Not Kirsten Dunst! You think that sad excuse for a Death Star costume would take her anywhere close to the top 5? They don’t give crowns to lazy tricks who wrap a Star Wars bed sheet around them and call it a day. You gotta WERK if you wanna steal the title from Khloe Kardashian (who wins every year with her flawlessly realistic Wookie costume).

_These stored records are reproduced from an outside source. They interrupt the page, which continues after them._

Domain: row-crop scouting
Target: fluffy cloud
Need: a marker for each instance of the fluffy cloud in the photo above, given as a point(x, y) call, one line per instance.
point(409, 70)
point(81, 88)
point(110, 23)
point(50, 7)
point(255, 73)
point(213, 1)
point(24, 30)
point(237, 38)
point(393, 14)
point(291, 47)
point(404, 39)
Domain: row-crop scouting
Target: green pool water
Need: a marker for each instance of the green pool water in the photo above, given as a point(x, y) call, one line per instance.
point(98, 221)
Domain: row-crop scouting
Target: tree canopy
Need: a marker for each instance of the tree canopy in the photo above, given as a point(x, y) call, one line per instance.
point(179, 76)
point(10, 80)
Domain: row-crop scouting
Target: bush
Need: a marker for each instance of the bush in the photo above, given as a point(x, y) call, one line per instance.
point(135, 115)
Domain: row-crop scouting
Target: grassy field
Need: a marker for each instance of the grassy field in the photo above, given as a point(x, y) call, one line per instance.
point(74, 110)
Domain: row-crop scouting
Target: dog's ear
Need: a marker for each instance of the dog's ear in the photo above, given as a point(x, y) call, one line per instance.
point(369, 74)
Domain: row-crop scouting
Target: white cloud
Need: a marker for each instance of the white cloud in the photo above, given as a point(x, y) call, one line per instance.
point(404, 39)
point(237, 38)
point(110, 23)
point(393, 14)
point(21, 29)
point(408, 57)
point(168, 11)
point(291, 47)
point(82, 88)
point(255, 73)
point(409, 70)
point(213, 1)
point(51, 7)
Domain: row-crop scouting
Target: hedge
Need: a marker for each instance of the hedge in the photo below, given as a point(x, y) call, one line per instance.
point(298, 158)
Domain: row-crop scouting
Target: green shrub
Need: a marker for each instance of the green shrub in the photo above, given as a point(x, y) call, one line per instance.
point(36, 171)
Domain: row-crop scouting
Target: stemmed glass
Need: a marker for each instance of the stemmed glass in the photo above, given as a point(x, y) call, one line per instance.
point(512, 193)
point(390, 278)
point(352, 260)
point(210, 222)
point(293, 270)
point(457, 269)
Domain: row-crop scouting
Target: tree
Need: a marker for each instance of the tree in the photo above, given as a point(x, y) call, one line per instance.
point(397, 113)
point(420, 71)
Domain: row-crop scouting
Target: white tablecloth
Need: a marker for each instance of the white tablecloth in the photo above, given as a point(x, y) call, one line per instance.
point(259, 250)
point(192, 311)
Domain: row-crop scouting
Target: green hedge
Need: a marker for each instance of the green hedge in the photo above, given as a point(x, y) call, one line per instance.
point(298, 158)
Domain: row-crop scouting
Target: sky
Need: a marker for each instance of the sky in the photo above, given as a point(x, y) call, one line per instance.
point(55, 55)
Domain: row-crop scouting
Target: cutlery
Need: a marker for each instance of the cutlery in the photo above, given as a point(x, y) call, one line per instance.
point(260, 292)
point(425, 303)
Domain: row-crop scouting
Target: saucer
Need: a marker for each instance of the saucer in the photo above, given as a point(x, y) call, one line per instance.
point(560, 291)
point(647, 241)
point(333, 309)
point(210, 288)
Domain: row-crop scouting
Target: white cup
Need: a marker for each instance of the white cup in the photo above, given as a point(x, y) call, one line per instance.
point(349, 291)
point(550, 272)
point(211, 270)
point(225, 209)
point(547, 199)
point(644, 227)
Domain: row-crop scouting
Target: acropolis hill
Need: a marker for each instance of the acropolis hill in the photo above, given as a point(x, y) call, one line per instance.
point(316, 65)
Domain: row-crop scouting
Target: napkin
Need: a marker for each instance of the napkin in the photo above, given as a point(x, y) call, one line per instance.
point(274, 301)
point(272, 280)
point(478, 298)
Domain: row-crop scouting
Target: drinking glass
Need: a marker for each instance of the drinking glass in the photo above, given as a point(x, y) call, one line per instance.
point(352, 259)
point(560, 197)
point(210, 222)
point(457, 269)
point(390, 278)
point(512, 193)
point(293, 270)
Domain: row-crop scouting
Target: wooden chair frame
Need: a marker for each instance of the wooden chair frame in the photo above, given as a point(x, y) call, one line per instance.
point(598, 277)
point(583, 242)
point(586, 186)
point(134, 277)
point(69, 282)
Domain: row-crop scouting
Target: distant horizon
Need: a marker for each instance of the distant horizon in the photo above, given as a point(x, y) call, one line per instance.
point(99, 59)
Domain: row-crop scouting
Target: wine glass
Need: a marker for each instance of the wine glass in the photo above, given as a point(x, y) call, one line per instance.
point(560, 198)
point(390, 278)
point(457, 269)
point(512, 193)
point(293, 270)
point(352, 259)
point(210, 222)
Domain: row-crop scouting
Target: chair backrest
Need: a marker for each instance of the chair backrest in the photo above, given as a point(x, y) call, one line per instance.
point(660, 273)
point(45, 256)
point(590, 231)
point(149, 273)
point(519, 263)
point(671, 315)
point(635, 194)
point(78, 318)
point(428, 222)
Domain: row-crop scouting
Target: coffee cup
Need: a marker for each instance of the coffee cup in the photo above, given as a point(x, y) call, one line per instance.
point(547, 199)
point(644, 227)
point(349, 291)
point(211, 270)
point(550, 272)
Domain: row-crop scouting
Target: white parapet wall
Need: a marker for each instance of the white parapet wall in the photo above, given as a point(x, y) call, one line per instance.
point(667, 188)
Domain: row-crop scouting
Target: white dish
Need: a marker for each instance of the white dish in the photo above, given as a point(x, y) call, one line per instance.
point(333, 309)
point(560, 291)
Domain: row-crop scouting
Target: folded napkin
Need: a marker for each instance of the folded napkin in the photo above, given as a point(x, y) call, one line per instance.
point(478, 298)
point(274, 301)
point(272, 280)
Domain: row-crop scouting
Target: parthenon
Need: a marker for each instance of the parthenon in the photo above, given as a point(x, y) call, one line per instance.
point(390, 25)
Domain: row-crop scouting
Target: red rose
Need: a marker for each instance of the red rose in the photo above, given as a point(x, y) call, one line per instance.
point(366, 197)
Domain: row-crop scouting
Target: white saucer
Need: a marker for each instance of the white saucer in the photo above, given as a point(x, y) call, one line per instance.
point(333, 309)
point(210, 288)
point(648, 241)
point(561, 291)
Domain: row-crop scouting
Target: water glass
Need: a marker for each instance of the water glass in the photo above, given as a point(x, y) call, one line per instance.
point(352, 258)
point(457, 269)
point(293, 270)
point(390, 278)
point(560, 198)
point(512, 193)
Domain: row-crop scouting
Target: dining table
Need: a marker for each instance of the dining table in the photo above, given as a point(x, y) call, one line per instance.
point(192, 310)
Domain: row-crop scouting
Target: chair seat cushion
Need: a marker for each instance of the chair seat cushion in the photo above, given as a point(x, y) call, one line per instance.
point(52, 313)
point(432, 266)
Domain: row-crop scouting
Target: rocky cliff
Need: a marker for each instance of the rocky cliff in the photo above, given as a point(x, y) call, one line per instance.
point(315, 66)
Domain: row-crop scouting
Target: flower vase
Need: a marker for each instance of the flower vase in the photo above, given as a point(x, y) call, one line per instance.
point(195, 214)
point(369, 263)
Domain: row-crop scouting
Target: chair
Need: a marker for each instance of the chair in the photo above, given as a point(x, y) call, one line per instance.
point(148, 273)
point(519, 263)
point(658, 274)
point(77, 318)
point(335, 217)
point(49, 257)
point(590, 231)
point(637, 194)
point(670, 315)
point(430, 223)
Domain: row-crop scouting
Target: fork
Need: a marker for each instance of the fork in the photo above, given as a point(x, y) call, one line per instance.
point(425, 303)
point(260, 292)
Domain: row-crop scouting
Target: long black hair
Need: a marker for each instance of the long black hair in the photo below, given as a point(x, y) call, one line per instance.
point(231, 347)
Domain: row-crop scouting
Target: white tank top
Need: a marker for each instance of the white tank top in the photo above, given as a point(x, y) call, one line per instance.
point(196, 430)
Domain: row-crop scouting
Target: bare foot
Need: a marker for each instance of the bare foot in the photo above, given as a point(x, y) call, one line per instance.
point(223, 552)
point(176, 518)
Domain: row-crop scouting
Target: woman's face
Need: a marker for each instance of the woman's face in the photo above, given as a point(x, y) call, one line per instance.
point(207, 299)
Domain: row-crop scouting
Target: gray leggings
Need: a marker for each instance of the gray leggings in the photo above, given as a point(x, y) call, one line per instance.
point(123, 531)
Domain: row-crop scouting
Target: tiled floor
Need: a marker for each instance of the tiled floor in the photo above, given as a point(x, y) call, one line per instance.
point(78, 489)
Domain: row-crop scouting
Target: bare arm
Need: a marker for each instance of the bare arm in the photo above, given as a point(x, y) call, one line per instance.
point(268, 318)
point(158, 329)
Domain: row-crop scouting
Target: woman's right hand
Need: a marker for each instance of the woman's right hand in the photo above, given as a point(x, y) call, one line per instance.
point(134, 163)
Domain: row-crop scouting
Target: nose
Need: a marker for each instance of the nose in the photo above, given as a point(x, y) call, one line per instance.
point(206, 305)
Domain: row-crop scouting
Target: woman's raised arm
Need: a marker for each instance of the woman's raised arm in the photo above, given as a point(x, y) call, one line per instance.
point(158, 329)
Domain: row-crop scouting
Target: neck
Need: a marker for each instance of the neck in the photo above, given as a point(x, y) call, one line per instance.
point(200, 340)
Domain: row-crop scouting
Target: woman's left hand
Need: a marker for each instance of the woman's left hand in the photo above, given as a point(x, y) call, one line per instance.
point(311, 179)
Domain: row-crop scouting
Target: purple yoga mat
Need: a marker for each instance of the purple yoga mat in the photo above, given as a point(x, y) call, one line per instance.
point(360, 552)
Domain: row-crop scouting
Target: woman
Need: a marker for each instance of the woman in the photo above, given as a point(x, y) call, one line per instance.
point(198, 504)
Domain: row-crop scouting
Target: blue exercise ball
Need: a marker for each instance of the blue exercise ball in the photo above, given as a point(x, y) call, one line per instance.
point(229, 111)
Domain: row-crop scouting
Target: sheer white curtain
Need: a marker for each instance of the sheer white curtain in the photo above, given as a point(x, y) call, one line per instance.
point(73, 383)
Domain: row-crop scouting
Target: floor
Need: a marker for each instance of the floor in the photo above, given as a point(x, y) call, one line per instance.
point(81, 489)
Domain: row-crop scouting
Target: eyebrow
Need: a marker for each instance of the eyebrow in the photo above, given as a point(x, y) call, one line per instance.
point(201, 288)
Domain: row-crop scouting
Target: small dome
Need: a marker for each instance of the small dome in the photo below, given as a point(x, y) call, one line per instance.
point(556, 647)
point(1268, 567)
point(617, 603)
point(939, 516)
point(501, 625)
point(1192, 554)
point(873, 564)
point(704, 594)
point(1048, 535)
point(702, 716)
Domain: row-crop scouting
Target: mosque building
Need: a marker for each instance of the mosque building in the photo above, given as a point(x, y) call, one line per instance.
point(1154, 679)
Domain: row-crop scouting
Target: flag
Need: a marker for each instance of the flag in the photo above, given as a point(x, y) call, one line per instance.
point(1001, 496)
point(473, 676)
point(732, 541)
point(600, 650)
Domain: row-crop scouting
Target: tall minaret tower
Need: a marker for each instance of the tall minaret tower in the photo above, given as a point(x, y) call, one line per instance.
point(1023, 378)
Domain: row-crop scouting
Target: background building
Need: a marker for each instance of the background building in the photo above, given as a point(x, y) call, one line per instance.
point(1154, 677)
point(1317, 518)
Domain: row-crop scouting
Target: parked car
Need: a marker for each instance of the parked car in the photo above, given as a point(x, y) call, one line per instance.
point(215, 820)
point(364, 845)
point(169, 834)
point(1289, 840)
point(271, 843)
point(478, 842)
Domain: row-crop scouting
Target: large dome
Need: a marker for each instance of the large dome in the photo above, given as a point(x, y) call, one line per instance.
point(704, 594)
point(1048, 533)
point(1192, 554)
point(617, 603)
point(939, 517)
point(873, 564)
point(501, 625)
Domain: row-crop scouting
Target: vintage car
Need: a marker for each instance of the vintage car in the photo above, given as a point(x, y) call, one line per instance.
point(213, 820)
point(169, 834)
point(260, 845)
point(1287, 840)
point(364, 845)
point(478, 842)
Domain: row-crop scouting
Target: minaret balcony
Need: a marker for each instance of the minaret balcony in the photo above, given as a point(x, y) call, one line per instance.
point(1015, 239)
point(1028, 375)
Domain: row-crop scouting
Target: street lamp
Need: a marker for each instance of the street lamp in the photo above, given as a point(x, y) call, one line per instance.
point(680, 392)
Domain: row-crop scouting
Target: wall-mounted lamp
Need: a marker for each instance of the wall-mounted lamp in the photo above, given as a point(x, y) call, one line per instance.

Betty Draper-in-training wore a dress from Rodarte’s Star Wars-themed fall 2014 collection, but I’m so disappointed she picked the safest one. If there’s any event where it’s ok to dress like a goddamn mistake-humping disaster, it’s the Met Gala. She should have picked the one where C-3P0 is popping out of the sand to guard your pussy against Jawas, and paired it with an R2-D2 helmet. Hell, she could have written RETURN OF THE JEDI on her face in red lipstick, and she still wouldn’t have been the most questionable-looking one there (is everything okay, David Burtka??).
But that’s assuming she even knows what Star Wars is, which I don’t for a second believe she does (because if she did, she’d know you’d NEVER wear something that glamorized the Galactic Empire oh god I’m such a loser). Kiki’s only concept of Star Wars is probably limited to what she saw after drunkenly wandering into Star Tours at Disneyland, and I’m sure that when someone asked her about her dress she was like “I’m a total nerd! I love Star Wars, I’ve probably seen it 400 times. My favorite character? Probably Spock or Gandalf. ‘Use the force, Harry!’ OMG I’m such a geek.”